When Hale Centre Theatre was planning its brand-new building in Sandy, Utah, leaders knew they wanted the space to be as inclusive as possible with the best assistive listening system available. That meant installing a state-of-the-art hearing loop in the theatre. “We feel like theater, really well done, offers a much-needed escape in an ever-busier world,” said Quinn Dietlein, Hale Centre Theatre’s development director, and annual giving manager. “We also feel that this opportunity should be available to as many people as possible. The hearing loop is giving so many of our patrons an experience they’ve never had before. We have had close friends with hearing loss literally in tears after enjoying a show and being included like never before.” More Americans experience hearing loss than you might think. Hearing loss makes it difficult for people to fully experience something like a play at the Hale Centre Theatre, but assistive listening systems can help. So what are assistive listening systems, who needs them, and are they required?
What does assistive listening mean?
Assistive Listening Systems, also known as assistive listening devices, take sound from a source and transmit it to a receiver that delivers the sound to a user’s ear. The systems use one of several types of technology:
- Infrared: IR is a great solution for classrooms, corporate boardrooms and courtrooms – basically anywhere a private audio signal is necessary. It uses infrared light to send audio to an IR receiver and earphones. No one can receive the signal outside of a specific area and it won’t pass through walls.

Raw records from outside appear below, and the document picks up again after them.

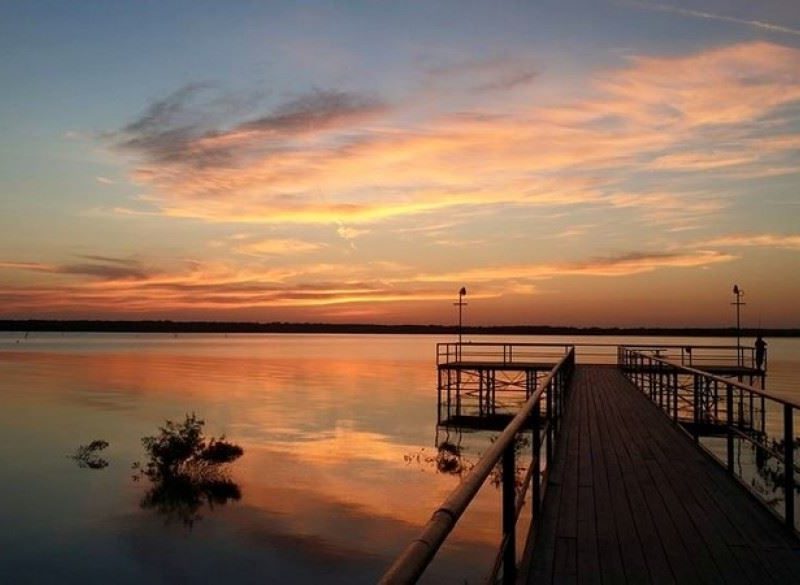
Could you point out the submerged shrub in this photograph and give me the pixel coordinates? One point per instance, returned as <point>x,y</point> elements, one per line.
<point>181,449</point>
<point>188,471</point>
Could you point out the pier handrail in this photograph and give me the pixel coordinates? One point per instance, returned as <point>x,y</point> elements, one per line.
<point>413,561</point>
<point>715,377</point>
<point>657,375</point>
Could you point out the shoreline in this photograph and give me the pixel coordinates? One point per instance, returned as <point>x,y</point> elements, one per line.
<point>167,326</point>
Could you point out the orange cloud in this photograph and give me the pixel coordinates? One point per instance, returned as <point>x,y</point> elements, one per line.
<point>342,158</point>
<point>789,242</point>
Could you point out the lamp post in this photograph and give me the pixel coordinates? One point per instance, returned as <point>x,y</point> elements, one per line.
<point>460,304</point>
<point>738,293</point>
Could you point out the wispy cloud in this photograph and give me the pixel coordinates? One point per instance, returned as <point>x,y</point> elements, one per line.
<point>194,285</point>
<point>102,267</point>
<point>760,24</point>
<point>622,265</point>
<point>351,159</point>
<point>497,73</point>
<point>277,247</point>
<point>786,241</point>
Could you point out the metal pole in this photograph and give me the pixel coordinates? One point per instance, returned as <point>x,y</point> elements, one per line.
<point>788,465</point>
<point>509,516</point>
<point>461,294</point>
<point>738,302</point>
<point>729,392</point>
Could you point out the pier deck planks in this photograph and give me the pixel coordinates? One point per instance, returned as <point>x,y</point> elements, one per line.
<point>632,500</point>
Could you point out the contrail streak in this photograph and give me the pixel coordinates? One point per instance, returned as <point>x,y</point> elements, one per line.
<point>710,16</point>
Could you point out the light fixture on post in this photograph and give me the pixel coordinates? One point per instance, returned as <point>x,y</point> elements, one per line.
<point>738,293</point>
<point>460,304</point>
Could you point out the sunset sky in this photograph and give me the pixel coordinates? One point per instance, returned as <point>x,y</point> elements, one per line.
<point>594,162</point>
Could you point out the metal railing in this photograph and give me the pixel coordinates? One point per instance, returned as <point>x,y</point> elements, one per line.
<point>743,356</point>
<point>540,414</point>
<point>499,353</point>
<point>707,405</point>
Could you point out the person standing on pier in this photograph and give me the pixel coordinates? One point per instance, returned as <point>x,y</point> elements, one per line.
<point>761,351</point>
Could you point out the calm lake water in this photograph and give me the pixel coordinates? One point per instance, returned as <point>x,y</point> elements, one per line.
<point>338,473</point>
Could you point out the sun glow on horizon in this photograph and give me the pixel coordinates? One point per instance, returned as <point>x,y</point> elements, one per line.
<point>368,182</point>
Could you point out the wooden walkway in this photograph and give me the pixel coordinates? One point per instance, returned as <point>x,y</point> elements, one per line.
<point>632,500</point>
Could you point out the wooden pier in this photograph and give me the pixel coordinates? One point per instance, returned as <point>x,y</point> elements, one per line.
<point>638,471</point>
<point>631,499</point>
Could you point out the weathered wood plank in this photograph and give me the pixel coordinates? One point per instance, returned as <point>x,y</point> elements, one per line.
<point>631,499</point>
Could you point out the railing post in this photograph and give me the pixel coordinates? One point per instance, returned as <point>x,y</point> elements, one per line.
<point>675,395</point>
<point>696,406</point>
<point>729,392</point>
<point>536,462</point>
<point>550,425</point>
<point>788,456</point>
<point>509,516</point>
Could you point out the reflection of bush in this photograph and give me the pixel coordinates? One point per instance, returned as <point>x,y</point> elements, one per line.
<point>187,470</point>
<point>772,471</point>
<point>181,498</point>
<point>87,455</point>
<point>450,459</point>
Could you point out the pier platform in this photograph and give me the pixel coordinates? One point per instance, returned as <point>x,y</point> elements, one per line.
<point>631,499</point>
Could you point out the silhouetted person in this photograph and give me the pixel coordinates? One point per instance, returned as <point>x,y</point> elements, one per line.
<point>761,351</point>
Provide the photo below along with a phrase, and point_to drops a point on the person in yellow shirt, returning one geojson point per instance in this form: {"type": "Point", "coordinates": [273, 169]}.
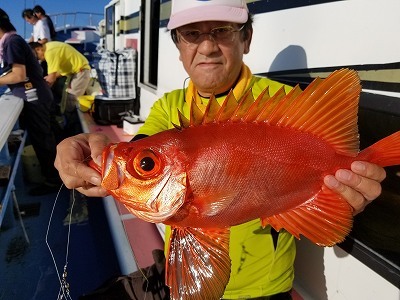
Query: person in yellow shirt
{"type": "Point", "coordinates": [64, 60]}
{"type": "Point", "coordinates": [212, 37]}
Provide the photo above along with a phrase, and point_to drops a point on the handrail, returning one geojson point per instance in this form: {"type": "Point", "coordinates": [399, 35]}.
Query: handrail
{"type": "Point", "coordinates": [70, 19]}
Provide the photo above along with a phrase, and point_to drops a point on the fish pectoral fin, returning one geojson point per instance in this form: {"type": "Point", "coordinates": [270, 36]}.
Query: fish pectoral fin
{"type": "Point", "coordinates": [198, 263]}
{"type": "Point", "coordinates": [325, 220]}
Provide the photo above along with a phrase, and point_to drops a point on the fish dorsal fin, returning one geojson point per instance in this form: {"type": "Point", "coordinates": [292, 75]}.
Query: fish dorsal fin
{"type": "Point", "coordinates": [325, 220]}
{"type": "Point", "coordinates": [327, 108]}
{"type": "Point", "coordinates": [198, 263]}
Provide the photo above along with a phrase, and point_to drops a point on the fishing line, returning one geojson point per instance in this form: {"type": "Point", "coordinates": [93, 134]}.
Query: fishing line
{"type": "Point", "coordinates": [64, 292]}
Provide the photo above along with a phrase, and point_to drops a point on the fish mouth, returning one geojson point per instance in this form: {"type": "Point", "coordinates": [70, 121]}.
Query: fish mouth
{"type": "Point", "coordinates": [162, 214]}
{"type": "Point", "coordinates": [165, 202]}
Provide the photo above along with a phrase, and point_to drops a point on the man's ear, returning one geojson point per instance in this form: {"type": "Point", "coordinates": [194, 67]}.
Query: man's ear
{"type": "Point", "coordinates": [247, 42]}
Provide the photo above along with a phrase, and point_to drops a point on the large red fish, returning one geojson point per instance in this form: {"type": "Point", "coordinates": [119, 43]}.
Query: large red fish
{"type": "Point", "coordinates": [245, 160]}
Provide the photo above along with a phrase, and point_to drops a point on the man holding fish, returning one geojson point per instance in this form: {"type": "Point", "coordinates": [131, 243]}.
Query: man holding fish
{"type": "Point", "coordinates": [212, 37]}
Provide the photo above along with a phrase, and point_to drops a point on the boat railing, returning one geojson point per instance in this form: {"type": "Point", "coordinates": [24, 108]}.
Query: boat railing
{"type": "Point", "coordinates": [76, 19]}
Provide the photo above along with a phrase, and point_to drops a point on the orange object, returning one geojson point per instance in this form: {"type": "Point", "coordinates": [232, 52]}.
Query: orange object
{"type": "Point", "coordinates": [245, 160]}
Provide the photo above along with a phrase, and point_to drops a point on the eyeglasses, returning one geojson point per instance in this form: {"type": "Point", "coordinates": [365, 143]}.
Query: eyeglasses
{"type": "Point", "coordinates": [221, 35]}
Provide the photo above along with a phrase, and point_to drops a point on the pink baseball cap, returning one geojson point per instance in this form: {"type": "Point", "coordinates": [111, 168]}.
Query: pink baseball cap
{"type": "Point", "coordinates": [185, 12]}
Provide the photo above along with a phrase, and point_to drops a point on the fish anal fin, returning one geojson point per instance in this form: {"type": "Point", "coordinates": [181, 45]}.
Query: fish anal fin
{"type": "Point", "coordinates": [325, 220]}
{"type": "Point", "coordinates": [198, 263]}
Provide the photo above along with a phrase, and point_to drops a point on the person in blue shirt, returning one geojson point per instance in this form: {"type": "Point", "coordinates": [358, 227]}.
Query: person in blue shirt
{"type": "Point", "coordinates": [25, 80]}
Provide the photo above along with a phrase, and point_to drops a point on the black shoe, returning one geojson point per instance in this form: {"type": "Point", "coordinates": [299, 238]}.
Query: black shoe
{"type": "Point", "coordinates": [44, 189]}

- Radio Frequency: An RF signal doesn’t require line of sight, as IR does. Audio is transmitted via a radio frequency to a receiver and earphones.
- Loop: Many people consider the loop to be the best all-around solution for assistive listening systems. Loop systems use an electromagnetic field to send sound to anyone with telecoil technology in their hearing aids or cochlear implants. Venues can also choose to transmit the signal to a receiver and earphones.
- Wi-Fi: Systems like Audio Everywhere from Listen Technologies provide audio streaming solutions for churches, universities, bars and more. Wireless audio is available via a free downloadable app, enabling guests to use their own iOS and Android devices for assistive listening.
Assistive listening systems use a variety of technologies to deliver sound to hearing aids, cochlear implants, and other receivers.
Who needs assistive listening systems?
Approximately 48 million Americans, or 20 percent of the country’s population, have some degree of hearing loss. About 15 percent of school-aged children experience hearing loss and by age 65, one in three Americans has some hearing impairment. The degree of hearing loss within this group varies from minor to profound. But having an assistive listening system available will help them listen more clearly and understand more of what they hear.
Who must have an assistive listening system?
Luckily for Americans with hearing loss, the Americans with Disabilities Act (ADA) provides some relief. The ADA requires that public spaces offer an assistive listening system unless the requirement is an undue burden. Theaters, courtrooms, lecture halls, legislative chambers, stadiums, and convention centers are some places that are required to have an assistive listening system by law. Public assembly areas where audible communication is integral to the space must be compatible with t-coil hearing aids, and the number of receivers required is based on the seating capacity of the space.
Hearing loss is a common condition in the United States. Assistive listening systems help people hear, ensuring that millions of people aren’t left out of essential experiences in public spaces and some workplaces.